Assim como ocorria com os operários nas fábricas, na escola de Morro dos Bois havia ocasiões em que cada aluno possuía um lugar específico e fixo na classe. Os alunos eram distribuídos conforme orientação da professora e não tinham a permissão de trocar de lugar. Tal mecanismo de poder, “que permite o controle minucioso das operações do corpo” (ibidem, p. 118), procurava controlar não somente o que o aluno fazia/produzia, mas também a forma como o fazia/produzia e o tempo que levava para concluir uma tarefa. Seguindo o filósofo, podemos pensar que, naquela classe, essa técnica disciplinar “tornou possível o controle de cada um e o trabalho simultâneo de todos” (ibidem, p. 126).

No entanto, quando a atividade pedagógica envolvia o conjunto dos alunos, se instalava um afrouxamento desse disciplinamento. Ao longo do trabalho de campo, constatou-se que, nessas ocasiões, as crianças podiam livremente escolher a distribuição espacial que desejassem, sem a interferência explícita da professora, mesmo que, com isso, segundo ela, “não [fosse] saber o que eles sabem” (Entrevista, Professora). Com isso, podemos pensar que estamos diante de uma estratégia que introduz a dimensão da flexibilização no trabalho escolar.

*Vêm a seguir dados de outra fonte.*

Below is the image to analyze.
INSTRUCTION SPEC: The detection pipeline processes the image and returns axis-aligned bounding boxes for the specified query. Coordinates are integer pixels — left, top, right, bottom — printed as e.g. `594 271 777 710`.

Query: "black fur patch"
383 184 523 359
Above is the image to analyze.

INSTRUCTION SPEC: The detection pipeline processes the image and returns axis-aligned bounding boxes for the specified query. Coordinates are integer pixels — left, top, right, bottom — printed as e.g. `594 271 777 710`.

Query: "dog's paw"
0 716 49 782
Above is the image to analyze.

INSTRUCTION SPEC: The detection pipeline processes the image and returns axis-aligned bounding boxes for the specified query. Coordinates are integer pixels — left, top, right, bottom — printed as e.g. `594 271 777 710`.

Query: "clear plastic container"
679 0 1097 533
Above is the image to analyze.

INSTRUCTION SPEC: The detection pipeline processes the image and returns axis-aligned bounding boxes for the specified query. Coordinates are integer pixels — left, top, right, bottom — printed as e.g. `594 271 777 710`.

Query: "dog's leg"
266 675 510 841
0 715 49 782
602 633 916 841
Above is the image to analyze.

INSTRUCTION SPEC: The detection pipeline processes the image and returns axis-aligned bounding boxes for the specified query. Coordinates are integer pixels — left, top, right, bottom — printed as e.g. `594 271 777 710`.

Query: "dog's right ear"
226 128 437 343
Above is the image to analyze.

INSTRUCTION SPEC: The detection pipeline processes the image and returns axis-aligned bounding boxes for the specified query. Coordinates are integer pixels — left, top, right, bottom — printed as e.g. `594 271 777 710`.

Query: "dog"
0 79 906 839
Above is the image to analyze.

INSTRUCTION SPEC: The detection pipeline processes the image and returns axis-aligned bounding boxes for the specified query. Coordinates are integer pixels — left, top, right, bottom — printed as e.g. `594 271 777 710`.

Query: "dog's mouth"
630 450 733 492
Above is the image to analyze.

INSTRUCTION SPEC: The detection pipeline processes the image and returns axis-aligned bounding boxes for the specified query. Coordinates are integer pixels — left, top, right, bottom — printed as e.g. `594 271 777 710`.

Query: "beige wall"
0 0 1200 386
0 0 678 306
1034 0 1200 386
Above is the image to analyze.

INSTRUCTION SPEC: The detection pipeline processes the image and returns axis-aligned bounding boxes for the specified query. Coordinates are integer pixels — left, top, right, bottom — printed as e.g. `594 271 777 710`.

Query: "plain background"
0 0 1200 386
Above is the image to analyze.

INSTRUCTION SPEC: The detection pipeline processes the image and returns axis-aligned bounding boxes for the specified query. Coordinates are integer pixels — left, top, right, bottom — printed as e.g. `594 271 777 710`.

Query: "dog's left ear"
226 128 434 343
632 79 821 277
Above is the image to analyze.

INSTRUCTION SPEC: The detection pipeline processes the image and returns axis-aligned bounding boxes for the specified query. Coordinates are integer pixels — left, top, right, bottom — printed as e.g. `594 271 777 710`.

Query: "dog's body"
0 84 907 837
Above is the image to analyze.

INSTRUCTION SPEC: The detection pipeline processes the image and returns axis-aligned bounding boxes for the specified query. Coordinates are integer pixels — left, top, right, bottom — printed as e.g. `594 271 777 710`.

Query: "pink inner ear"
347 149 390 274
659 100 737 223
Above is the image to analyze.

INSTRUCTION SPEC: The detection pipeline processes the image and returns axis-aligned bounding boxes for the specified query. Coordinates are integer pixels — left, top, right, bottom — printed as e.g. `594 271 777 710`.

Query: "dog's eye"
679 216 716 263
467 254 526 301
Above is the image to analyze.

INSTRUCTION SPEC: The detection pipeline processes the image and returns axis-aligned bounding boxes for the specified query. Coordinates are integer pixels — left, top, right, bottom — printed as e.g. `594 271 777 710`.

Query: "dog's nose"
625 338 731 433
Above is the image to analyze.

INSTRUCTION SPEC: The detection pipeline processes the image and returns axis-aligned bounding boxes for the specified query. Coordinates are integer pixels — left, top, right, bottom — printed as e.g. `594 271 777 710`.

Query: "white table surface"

Moraes e Veiga-Neto (2008)) compreendem que as mudanças decorrentes da ênfase na disciplina para a ênfase no controle constituem o deslocamento da docilidade para a flexibilidade nos processos de subjetivação que ocorrem na escola. O poder disciplinar trata cada corpo individualmente, promovendo por meio de mecanismos de poder a docilidade dos corpos – daí a importância de cada indivíduo estar posicionado em um determinado espaço e lugar, facilitando o controle, a vigilância e a regulação das atitudes e das tarefas de cada um (FOUCAULT, 2004). Por outro lado, na sociedade de controle, a utilização estratégica do espaço não é uma característica fundamental para a manutenção das atividades escolares. O lugar ocupado pelo indivíduo na organização espacial não é mais rígido, ou seja, ele tem permissão para circular por diferentes espaços, interagindo com diferentes pessoas.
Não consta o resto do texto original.